И дальше вдруг неожиданное заключение:

"2 сентября 1814 года. Повечеру был в Редуте. Монархи и монархини пришли часу в одиннадцатом. Зала, сделанная из манежа, весьма хороша и освещена была чрезмерно светло, так что трудно было смотреть на сие. Императрицы, как торбы, сидели в большой зале. Императоры и короли стояли, как ослы в стойлах. Трудно было даже смотреть на вюртембергского короля, каково же было ему стоять: брюхо у него ужасное. Что, если б все эти владетели или по крайней мере трое из них были совершенно согласны и поклялись бы за стаканом вина удержать мир в Европе лет пятьдесят или более! Всем этим королям и императорам весьма трудно знать состояние народа, различных классов оного и так называемое общее мнение, что короли и императоры живут в совершенно другой сфере, нежели народ: они окружены новою придворною атмосферою, которая так густа, многосложна, что мешает им дышать обыкновенным воздухом. К тому же все окружающие их имеют свои выгоды стараться как можно более отделяться от массы народа и прилепляться к этому придворному миру.

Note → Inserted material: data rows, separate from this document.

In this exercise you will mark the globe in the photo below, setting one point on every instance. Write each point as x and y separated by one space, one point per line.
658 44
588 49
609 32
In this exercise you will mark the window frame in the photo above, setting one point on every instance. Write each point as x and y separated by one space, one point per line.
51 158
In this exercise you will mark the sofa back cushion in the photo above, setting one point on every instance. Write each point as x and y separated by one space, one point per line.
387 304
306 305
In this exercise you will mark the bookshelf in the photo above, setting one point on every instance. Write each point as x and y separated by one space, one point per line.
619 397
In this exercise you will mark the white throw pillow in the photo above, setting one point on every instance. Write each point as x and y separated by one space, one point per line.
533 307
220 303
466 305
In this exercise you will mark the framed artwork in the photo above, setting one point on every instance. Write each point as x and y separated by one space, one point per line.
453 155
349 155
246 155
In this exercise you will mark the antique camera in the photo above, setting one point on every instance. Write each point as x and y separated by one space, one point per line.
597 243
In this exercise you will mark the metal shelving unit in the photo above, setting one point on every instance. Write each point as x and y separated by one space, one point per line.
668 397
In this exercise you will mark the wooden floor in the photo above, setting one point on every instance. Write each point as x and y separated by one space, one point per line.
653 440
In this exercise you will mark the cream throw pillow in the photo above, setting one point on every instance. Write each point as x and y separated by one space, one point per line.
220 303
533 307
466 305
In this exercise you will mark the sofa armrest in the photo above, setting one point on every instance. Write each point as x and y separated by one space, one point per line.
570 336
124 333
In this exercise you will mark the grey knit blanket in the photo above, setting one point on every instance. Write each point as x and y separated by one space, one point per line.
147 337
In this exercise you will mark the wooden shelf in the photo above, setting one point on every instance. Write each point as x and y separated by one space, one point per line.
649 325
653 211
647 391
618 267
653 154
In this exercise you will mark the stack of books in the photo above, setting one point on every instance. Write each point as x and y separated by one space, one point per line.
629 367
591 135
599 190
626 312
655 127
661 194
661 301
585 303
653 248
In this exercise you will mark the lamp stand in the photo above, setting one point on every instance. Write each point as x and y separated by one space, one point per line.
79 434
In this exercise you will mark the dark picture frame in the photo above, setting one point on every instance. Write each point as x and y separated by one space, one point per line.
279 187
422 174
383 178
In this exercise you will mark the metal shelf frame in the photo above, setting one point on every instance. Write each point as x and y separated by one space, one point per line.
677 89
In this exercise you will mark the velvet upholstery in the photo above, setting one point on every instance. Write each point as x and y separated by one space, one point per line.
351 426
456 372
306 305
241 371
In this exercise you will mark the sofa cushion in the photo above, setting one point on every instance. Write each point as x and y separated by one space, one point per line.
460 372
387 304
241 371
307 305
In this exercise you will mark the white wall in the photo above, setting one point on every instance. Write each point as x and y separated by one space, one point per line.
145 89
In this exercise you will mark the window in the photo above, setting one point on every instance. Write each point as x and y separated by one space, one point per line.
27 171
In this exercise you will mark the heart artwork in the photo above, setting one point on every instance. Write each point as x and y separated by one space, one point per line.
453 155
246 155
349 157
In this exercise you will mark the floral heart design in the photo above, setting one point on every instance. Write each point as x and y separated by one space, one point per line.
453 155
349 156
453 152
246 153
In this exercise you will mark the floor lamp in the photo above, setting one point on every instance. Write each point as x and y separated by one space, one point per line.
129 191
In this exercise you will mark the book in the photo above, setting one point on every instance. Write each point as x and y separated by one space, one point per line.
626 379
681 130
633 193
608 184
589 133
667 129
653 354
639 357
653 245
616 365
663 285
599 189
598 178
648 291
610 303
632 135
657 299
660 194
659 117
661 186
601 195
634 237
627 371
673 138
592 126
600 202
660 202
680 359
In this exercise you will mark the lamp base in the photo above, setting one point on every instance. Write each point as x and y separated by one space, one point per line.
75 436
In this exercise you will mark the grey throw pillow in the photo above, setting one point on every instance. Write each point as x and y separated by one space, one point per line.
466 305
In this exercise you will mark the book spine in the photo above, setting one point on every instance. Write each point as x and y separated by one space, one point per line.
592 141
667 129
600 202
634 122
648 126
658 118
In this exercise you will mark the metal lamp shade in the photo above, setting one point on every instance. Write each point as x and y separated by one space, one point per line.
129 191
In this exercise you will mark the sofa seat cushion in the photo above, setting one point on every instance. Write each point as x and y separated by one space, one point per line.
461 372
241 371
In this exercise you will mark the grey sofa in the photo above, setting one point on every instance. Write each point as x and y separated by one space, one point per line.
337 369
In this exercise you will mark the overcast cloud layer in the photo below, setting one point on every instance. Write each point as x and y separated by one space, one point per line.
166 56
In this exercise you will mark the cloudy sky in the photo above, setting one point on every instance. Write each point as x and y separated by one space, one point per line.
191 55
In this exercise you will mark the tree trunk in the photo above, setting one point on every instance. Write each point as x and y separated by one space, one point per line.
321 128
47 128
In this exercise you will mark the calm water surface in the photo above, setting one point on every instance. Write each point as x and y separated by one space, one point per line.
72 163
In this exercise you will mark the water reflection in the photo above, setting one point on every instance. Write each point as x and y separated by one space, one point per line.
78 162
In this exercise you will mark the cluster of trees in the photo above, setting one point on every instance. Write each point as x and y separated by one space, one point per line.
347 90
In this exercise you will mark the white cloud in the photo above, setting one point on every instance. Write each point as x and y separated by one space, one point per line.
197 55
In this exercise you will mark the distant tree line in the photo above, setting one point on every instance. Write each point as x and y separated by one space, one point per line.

... Ах республики! Люди, более похожие на ангелов, нежели на людей, изобрели республиканское правлениеидеал всего человечества.

...думал о некоторых переворотах в России и о том, как бы я стал там действовать, если бы у меня были средства. Я чувствую, что мне или духу моему в моем теле узко и если б я начал действовать в теперешнем моем расположении, то дела мои, быть может, не имели бы последовательности, но все носили бы печать энергии".

"Странный конец дневника", – думал Тургенев.

"В течение всего времени сделал я печальную опытность, которая частью разрушила мои сладостные надежды о благополучии любезного отечества".